Thus was the vessel of puritanism wrecked on its first trial voyage, in the teeth of the winds of tradition and authority. But literature was the gainer by this storm of a decade, for the receding waves left upon the shores of time a little body of tracts which are, admittedly, the chief prose satires of the Elizabethan period. It was when the battle between bishop and sectarian waxed hottest, that the quaint and audacious personality calling himself “Martin Marprelate, gentleman,” first made his appearance; and, though his activity only lasted two years, he succeeded, during that short time, in thoroughly frightening the whole episcopal bench, in doing much to undermine its authority and prestige with the common people, and in providing the general public with food for laughter that has not even yet entirely lost its savour.

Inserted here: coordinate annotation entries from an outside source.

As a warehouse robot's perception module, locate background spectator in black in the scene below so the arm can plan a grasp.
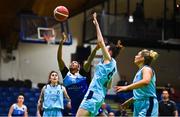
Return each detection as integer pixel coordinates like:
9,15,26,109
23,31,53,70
133,2,144,20
159,89,178,117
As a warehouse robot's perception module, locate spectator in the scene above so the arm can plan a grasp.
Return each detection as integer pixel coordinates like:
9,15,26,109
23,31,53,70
8,94,28,117
159,89,178,117
37,71,70,117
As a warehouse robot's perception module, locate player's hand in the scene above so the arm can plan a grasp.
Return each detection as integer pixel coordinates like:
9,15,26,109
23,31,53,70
93,12,98,25
67,102,72,109
116,40,124,49
95,42,101,51
114,86,127,92
60,32,67,44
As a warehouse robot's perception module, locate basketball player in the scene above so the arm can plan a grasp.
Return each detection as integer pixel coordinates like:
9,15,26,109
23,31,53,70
8,94,28,117
115,49,158,117
76,13,122,117
57,33,99,116
37,71,70,117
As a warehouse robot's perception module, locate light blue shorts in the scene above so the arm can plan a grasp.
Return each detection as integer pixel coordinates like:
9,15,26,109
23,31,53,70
133,97,158,117
43,109,62,117
79,98,104,116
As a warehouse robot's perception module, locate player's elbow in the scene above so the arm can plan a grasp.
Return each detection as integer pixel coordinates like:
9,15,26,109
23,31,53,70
143,80,150,86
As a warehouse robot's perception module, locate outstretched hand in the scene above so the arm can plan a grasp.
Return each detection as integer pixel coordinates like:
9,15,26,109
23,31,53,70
114,86,127,92
60,32,67,44
95,42,101,50
116,40,124,49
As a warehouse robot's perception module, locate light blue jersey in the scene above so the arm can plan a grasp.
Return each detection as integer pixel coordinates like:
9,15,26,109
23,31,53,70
133,66,158,117
80,58,117,116
133,66,156,100
43,84,65,110
12,104,27,116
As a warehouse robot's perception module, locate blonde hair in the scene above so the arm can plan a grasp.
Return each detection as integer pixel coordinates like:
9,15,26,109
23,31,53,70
141,49,159,65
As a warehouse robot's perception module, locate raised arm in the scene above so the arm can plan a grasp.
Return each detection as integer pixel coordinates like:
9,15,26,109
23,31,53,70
8,105,13,117
37,86,45,117
57,32,67,71
93,13,111,62
83,44,100,72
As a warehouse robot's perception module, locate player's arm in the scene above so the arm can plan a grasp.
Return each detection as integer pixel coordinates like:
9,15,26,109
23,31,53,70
8,105,13,117
24,107,28,117
57,32,67,71
83,44,99,72
37,86,45,117
93,13,111,62
107,79,112,89
115,67,153,92
63,87,71,108
174,110,178,117
121,97,134,108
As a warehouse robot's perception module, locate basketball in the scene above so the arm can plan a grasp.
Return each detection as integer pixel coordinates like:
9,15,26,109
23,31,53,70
54,6,69,22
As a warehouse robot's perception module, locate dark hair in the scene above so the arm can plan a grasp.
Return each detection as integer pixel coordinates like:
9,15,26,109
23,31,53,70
17,92,24,98
141,49,158,65
48,70,60,84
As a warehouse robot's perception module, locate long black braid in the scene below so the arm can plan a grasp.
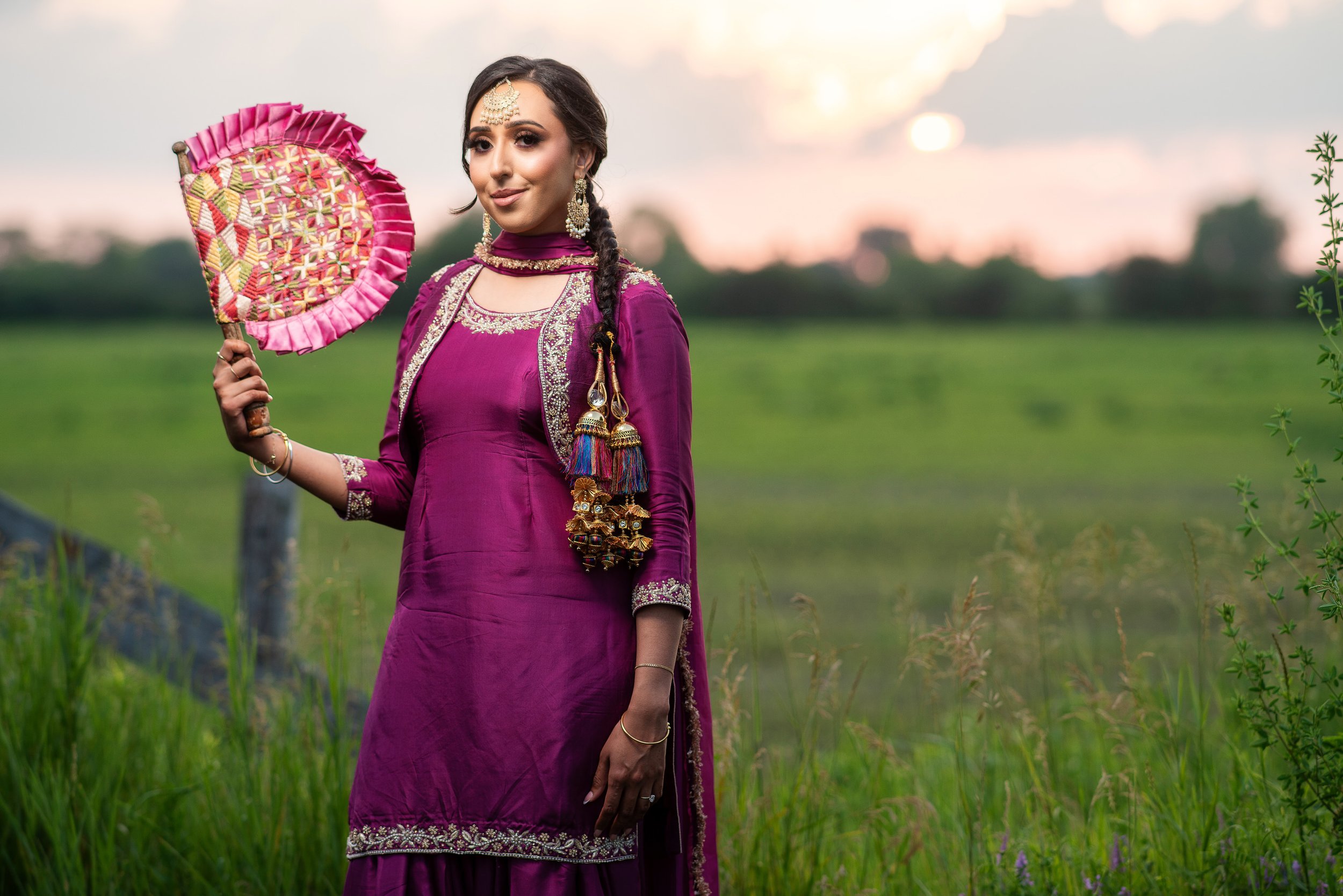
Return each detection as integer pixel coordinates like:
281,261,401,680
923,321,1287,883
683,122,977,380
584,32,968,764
584,180,623,352
454,56,623,353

Martin took the field at the end of 1588; light skirmishers, however, had been there before him. A year after Whitgift’s accession to power there appeared a small octavo volume entitled A Dialogue concerning the strife of our Church, from the press of the puritan printer Robert Waldegrave, and in black-letter extremely like that used by him later for the Marprelate tracts. This pamphlet is almost certainly by John Udall—so similar is it to other of his writings. The discussion is chiefly carried on between a puritan divine and a bishop’s chaplain, and turns upon topics such as non-residency, dumb ministers and the pomp of bishops; but it contains no hint at all of the presbyterian discipline. Two years later, in 1586, a clever satirical attack upon episcopacy attempted to penetrate the archbishop’s lines of defence by masquerading in the guise of anti-popery. The keen eye of Whitgift at once detected its real object, and arrested its progress so effectually that, had he not himself preserved a copy of it in his library at Lambeth, we might never have heard of it The satire in question is an anonymous pamphlet, also in black-letter, styled A Commission sente to the Pope, Cardynales, Bishops, Friers, Monkes, with all the rable of that Viperous Generation by the highe and mighty Prince, and King Sathanas, the Devill of Hell. It purports to be an infernal despatch, instructing the officials mentioned on the title-page, and especially “the great bishops our true messengers … whom we have constituted petty-popes under the great Archpope of Rome,” as to the measures to be adopted against the puritans. The constant allusions to “petty-popes,” “gatehouses,” “clinks” and “proctors” leave no doubt as to the sympathies and intentions of the author, who may, possibly, have been Martin himself, or his spiritual father John Field.